ORDU İLGİSİNİ GÖSTERDİ Atatürk 10 Kasım'da hayata gözlerini yumdu. Millet Gazi'nin ölümüne ağlarken başkentte büyük bir telaş vardı. 11 Kasım sabahı saat 09.30'da Cumhuriyet Halk Partisi meclis grubu toplandı. Başkan Bayar şöyle konuştu: "Adayımızı belirlemek üzere gizli bir oylama yapalım. Herkes kimi cumhurbaşkanı görmek istiyorsa serbestçe yazsın." Bu öneri bazı kişileri şaşırtmıştı. Çünkü Bayar'ın bir adayın adını vermesini bekleyenler çoktu. Grup toplantısına 323 mebus katıldı. Oylar açıldığından bunlardan 322'sinin İsmet İnönü adını yazdığı görüldü. Tek 'aykırı' oy Celal Bayar'a verilmişti. Daha sonra o tek oyun Manisa milletvekili Hikmet Bayur tarafından verildiği ortaya çıktı. Grup bu yansız, adaletli ve özgürlükçü tavrından dolayı Celal Bayar'ı uzun uzun alkışladıktan sonra saat 11.00'de Türkiye Büyük Millet Meclisi toplandı. 348 milletvekili oybirliğiyle 54 yaşındaki İsmet İnönü'yü cumhurbaşkanı seçti.
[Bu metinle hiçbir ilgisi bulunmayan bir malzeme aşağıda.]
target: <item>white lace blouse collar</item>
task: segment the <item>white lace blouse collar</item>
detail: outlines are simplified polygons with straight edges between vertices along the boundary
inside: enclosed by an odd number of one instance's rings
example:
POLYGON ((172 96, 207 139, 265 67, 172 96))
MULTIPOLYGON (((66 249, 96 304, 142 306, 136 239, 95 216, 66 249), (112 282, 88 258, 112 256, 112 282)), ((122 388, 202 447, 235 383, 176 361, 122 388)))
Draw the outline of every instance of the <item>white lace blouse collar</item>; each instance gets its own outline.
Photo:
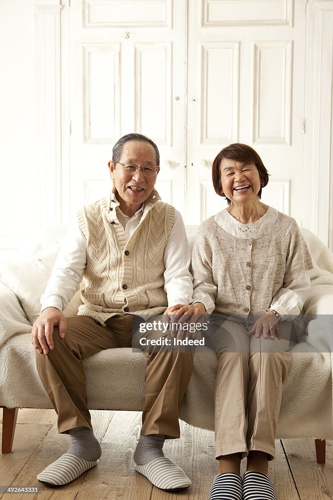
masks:
POLYGON ((277 210, 269 207, 264 215, 256 222, 242 224, 233 217, 226 208, 214 216, 214 220, 222 229, 237 238, 259 238, 272 227, 278 220, 277 210))

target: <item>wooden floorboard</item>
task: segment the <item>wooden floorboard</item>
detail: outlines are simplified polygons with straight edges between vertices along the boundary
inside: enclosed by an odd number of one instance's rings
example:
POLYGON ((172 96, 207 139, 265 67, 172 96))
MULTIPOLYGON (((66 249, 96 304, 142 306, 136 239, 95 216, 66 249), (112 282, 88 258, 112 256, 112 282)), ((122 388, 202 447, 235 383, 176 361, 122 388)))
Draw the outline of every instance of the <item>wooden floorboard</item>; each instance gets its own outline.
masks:
MULTIPOLYGON (((0 499, 207 500, 218 472, 214 432, 181 422, 180 439, 166 442, 166 455, 178 464, 192 481, 190 488, 171 494, 153 486, 134 470, 133 454, 140 434, 141 413, 91 414, 103 452, 98 465, 69 484, 49 488, 38 484, 36 476, 67 451, 69 438, 58 434, 53 410, 20 410, 13 452, 0 456, 0 484, 39 486, 41 490, 35 495, 4 494, 0 499)), ((245 466, 246 460, 242 460, 243 472, 245 466)), ((270 462, 269 473, 277 500, 333 500, 332 442, 327 442, 327 463, 322 466, 317 464, 313 440, 284 440, 283 446, 277 441, 276 456, 270 462)))
POLYGON ((284 440, 301 500, 333 499, 333 449, 326 442, 326 463, 317 462, 315 440, 284 440))

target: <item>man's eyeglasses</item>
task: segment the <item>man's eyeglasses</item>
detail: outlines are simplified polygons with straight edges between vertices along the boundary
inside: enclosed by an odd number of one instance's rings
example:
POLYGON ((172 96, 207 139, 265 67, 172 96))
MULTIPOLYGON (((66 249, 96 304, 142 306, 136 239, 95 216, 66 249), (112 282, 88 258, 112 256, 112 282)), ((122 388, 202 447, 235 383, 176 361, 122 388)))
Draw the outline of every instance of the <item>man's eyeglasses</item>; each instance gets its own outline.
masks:
POLYGON ((124 168, 128 174, 134 174, 135 172, 137 172, 138 170, 140 168, 141 172, 143 174, 145 177, 153 177, 154 176, 156 175, 157 172, 158 171, 158 167, 156 167, 154 168, 152 168, 149 166, 134 166, 132 165, 124 165, 123 163, 120 163, 120 162, 117 162, 117 163, 119 163, 119 165, 121 165, 123 168, 124 168))

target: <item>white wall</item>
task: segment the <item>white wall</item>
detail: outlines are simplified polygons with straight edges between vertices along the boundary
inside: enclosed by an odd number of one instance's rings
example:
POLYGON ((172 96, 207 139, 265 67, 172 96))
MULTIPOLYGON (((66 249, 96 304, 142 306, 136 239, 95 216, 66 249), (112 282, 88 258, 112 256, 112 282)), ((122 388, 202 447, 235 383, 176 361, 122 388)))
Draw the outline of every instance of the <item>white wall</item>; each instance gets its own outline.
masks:
MULTIPOLYGON (((64 18, 68 6, 67 0, 63 0, 62 5, 64 6, 62 15, 64 18)), ((0 262, 10 256, 24 235, 33 233, 34 226, 41 224, 45 225, 48 221, 54 224, 61 219, 64 220, 63 214, 68 212, 66 200, 69 176, 59 168, 60 156, 63 156, 66 145, 63 143, 60 155, 61 138, 58 133, 59 118, 55 113, 54 116, 50 114, 50 112, 53 112, 55 108, 58 109, 59 106, 60 48, 57 44, 61 6, 60 0, 0 0, 0 61, 2 63, 0 70, 0 262), (37 38, 39 40, 38 46, 37 38), (47 44, 40 43, 43 40, 47 44), (57 54, 54 48, 58 51, 57 54), (53 59, 50 63, 52 57, 53 59), (46 70, 45 64, 47 64, 51 71, 46 70), (54 76, 57 80, 54 88, 50 88, 54 76), (51 102, 46 98, 49 95, 53 96, 51 102), (52 125, 52 120, 54 122, 55 118, 58 122, 52 125), (39 141, 36 140, 36 136, 39 141), (47 154, 40 160, 41 150, 46 150, 47 154), (59 200, 61 194, 62 206, 59 200)), ((318 44, 322 48, 320 53, 313 54, 308 58, 310 66, 307 74, 309 78, 312 79, 312 82, 310 85, 307 84, 308 119, 306 142, 308 147, 306 155, 308 155, 311 168, 314 165, 315 168, 312 178, 309 177, 308 185, 305 186, 307 192, 312 194, 309 196, 309 213, 304 214, 304 225, 317 232, 327 244, 330 224, 329 207, 326 206, 329 198, 328 187, 333 182, 332 174, 330 174, 332 161, 330 150, 332 152, 333 132, 329 118, 331 117, 332 122, 333 111, 332 102, 328 100, 333 80, 333 2, 310 0, 309 9, 312 22, 308 32, 309 50, 313 52, 314 44, 318 44), (324 34, 325 40, 320 38, 321 34, 324 34), (315 72, 317 68, 321 72, 315 72), (318 92, 319 84, 316 84, 317 80, 313 76, 320 73, 320 82, 326 86, 321 87, 320 92, 318 92), (317 102, 318 100, 320 102, 317 102), (329 105, 326 106, 326 102, 329 105), (322 109, 331 114, 330 116, 324 116, 326 121, 323 123, 327 124, 325 127, 321 121, 323 115, 322 109), (314 153, 314 151, 316 153, 316 145, 320 144, 320 151, 325 150, 325 158, 323 154, 314 153), (323 144, 325 147, 322 147, 323 144)), ((65 73, 65 68, 64 70, 63 68, 62 78, 65 73)), ((331 228, 331 244, 332 239, 331 228)))
POLYGON ((0 0, 0 258, 39 206, 33 0, 0 0))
Meclis seçimi yaparken izleyenler arasında Genelkurmay Başkanı Fevzi Çakmak ve Birinci Ordu Komutanı Fahrettin Altay da vardı. Her ne kadar Celal Bayar'ın yöntemi orduyu dışarıda bırakmış olsa da, Silahlı Kuvvetler konuyla yakından ilgili olduğunu göstermişti.
***
İnançlı ve modern bir 'First Lady' Atatürk'ün Latife Hanım ile olan evliliği kısa sürdüğü için Çankaya'ya doğru dürüst kadın eli değmemişti. Mevhibe İnönü ise eşiyle birlikte 11 yılı aşkın süre Köşk'te yaşadı. İnönü'nün laiklik konusundaki hassasiyeti gayet iyi bilinir. Demokrat Parti'ye karşı seçim kampanyalarında biraz dinden imandan bahsetmesini isteyenler olmuş. İnönü de 'peki' demiştir. Daha sonra "Hani dinden söz edecektiniz" diyenlere, "Allahaısmarladık dedim ya..." cevabını verdiği anlatılır. Buna karşılık İsmet ve Mevhibe İnönü'nün inançlı insanlar olduğunu pek az kişi bilir. Çünkü bu yönlerini hep gizlemişlerdir. İşte birkaç ipucu:
* İsmet İnönü yanında daima minik bir Kuran taşırdı.
* Mevhibe hanım, annesi Cevriye hanımla birlikte beş vakit namaz kılardı. nYatak odalarının duvarında "Allah'ın dediği olur" yazısı vardı.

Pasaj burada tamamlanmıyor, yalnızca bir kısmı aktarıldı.